A Índia é um terreno fértil para notícias falsas tomarem conta e se espalharem
A Índia foi abalada por uma enxurrada de mortes provocadas por uma farsa sobre sequestradores de crianças divulgada no WhatsApp.
Em apenas dois meses, 20 pessoas foram assassinadas em tais ataques. Funcionários e plataformas de mídia social até agora têm sido impotentes para deter a violência.
Mas quem é o culpado? E por que um boato está levando as pessoas à violência?
Um boato nasce
Uma fraude online surgiu há mais de um ano no leste da Índia, alegando que estranhos estavam sedando e raptando crianças. Seis homens falsamente acusados de tirar crianças das ruas foram mortos por turbas no estado de Jharkhand, disse a polícia.
Em fevereiro deste ano, os rumores ressurgiram a quase mil milhas de distância, no oeste da Índia. Por maio, atingiu os estados do sul do país, frequentemente acompanhado por um vídeo granulado que pretende mostrar homens em motocicletas roubando crianças.
Essa falsidade se espalhou como um incêndio via WhatsApp, que possui 200 milhões de usuários na Índia, que enviam um bilhão de mensagens por dia.
Mais tarde, um vídeo horrível que afirmava mostrar crianças indígenas mortas por gangues de colheita de órgãos se tornou viral.

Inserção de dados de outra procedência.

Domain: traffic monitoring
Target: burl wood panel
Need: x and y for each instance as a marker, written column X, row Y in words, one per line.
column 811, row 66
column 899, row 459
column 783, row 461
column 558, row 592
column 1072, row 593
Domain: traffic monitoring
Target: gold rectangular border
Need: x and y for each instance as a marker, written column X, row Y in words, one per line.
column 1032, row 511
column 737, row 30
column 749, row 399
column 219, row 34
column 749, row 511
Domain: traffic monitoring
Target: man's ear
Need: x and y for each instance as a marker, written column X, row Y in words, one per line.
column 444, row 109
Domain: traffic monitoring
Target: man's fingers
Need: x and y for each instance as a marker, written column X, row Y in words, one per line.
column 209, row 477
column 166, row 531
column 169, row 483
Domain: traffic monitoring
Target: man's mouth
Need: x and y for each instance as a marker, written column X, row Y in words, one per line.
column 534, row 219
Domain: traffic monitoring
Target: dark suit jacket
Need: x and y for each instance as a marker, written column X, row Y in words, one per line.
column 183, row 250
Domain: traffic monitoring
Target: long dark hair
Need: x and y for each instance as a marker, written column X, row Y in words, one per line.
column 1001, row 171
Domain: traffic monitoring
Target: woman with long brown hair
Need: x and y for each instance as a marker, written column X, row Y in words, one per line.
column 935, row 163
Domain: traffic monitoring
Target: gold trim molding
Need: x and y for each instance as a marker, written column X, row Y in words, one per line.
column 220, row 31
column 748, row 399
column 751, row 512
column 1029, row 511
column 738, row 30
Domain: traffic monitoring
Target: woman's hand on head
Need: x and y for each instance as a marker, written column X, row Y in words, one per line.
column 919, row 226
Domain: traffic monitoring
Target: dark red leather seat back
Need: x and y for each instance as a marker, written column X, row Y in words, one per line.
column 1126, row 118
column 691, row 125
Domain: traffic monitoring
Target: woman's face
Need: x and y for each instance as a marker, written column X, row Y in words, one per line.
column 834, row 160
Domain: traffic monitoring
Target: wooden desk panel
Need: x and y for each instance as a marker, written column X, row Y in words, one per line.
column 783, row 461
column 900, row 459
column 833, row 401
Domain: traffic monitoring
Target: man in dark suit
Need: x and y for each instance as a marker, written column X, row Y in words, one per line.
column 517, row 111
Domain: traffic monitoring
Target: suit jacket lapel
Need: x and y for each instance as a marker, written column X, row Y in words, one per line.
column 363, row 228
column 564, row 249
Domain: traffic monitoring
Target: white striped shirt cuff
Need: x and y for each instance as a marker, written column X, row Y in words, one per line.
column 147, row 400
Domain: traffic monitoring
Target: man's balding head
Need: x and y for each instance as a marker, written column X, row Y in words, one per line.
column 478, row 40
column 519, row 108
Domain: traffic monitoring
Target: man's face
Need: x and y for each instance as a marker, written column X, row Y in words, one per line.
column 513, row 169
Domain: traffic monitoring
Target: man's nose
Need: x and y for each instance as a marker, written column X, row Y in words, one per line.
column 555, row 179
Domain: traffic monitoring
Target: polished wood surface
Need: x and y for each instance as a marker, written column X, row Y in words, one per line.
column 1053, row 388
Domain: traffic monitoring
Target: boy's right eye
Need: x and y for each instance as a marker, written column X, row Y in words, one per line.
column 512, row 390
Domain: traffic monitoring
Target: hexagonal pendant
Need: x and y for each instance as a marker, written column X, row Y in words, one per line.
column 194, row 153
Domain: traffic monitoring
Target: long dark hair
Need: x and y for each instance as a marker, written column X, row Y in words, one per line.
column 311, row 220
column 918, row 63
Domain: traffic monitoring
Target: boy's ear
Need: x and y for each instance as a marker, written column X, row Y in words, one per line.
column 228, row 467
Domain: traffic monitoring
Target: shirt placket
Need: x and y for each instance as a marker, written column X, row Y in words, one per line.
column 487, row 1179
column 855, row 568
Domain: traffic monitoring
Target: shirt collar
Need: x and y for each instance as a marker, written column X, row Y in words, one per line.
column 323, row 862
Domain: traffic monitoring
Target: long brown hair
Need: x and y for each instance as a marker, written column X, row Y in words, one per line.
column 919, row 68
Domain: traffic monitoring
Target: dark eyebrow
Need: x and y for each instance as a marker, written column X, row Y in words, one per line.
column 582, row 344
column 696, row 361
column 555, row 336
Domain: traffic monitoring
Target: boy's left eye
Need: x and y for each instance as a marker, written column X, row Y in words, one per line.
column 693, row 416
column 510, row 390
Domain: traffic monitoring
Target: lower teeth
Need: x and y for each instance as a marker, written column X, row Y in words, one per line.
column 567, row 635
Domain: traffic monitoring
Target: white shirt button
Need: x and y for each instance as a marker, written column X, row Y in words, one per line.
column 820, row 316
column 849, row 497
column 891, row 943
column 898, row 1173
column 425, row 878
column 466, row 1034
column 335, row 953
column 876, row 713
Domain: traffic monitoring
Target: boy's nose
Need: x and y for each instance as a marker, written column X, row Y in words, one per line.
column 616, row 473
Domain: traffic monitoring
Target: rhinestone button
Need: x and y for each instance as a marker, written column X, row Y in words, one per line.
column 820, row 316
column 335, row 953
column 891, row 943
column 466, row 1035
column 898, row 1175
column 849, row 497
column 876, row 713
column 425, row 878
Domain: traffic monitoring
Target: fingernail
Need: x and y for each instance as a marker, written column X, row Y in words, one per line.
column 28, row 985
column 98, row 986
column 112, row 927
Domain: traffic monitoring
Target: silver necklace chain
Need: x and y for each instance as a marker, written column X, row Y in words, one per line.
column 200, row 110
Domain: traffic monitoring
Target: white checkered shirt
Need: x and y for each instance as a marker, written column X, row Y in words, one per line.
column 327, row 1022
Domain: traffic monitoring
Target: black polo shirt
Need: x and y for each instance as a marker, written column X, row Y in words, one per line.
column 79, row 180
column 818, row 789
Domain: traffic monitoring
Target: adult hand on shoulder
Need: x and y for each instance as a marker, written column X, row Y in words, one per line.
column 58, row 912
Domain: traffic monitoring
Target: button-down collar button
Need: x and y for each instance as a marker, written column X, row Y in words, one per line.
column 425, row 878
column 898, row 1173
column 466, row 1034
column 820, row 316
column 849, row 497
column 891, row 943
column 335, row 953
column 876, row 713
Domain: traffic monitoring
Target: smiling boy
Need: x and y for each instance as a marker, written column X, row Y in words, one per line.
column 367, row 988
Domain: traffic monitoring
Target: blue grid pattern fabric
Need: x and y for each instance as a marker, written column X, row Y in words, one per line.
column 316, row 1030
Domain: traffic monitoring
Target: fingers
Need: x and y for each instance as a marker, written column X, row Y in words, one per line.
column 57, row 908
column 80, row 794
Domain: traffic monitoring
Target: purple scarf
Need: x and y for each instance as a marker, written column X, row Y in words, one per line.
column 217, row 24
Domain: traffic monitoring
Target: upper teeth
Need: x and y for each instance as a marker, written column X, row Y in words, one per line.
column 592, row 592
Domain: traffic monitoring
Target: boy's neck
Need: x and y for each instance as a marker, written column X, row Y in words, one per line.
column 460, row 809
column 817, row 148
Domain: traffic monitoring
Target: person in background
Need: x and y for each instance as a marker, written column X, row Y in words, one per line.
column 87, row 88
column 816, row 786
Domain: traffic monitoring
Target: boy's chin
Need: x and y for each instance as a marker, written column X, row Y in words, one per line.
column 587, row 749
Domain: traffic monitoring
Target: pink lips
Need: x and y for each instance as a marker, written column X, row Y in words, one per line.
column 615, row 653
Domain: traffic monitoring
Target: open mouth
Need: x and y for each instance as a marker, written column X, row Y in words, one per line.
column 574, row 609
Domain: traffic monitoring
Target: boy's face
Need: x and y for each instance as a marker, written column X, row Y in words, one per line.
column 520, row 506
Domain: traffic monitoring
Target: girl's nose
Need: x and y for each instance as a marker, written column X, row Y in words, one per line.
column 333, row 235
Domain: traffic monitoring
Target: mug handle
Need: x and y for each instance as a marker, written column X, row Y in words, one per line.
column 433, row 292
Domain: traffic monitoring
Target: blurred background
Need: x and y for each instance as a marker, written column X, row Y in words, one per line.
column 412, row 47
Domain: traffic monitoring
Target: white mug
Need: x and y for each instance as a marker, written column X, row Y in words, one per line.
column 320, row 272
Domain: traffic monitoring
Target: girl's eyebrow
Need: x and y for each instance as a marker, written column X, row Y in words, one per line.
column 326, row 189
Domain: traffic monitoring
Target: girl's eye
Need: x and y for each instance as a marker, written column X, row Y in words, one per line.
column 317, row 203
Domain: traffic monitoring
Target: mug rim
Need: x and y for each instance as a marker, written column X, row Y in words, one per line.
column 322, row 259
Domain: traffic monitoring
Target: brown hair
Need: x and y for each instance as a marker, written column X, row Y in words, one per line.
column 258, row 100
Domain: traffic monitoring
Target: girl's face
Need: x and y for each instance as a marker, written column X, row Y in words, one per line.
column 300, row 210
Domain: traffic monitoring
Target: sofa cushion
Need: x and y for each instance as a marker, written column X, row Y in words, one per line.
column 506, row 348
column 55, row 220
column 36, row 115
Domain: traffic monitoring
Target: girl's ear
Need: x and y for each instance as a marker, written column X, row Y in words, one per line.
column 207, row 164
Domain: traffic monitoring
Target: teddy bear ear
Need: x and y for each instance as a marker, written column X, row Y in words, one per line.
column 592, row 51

As imagens macabras eram de crianças sírias mortas em um ataque com gás cinco anos atrás.
Traduzido para idiomas regionais, o boato desencadeou violência em toda a Índia, particularmente em áreas rurais onde a desconfiança de estranhos está arraigada e a alfabetização digital é pobre.
No início de julho, pelo menos vinte pessoas foram mortas nos dois meses anteriores. Entre as vítimas estavam moradores de rua, dois participantes do piquenique e uma senhora idosa distribuindo chocolates para as crianças.
Polícia impotente
A polícia da Índia prendeu suspeitos e formou patrulhas, dirigindo de aldeia em aldeia para anular os rumores. Em algumas áreas, músicos viajantes cantaram sobre o flagelo das notícias falsas.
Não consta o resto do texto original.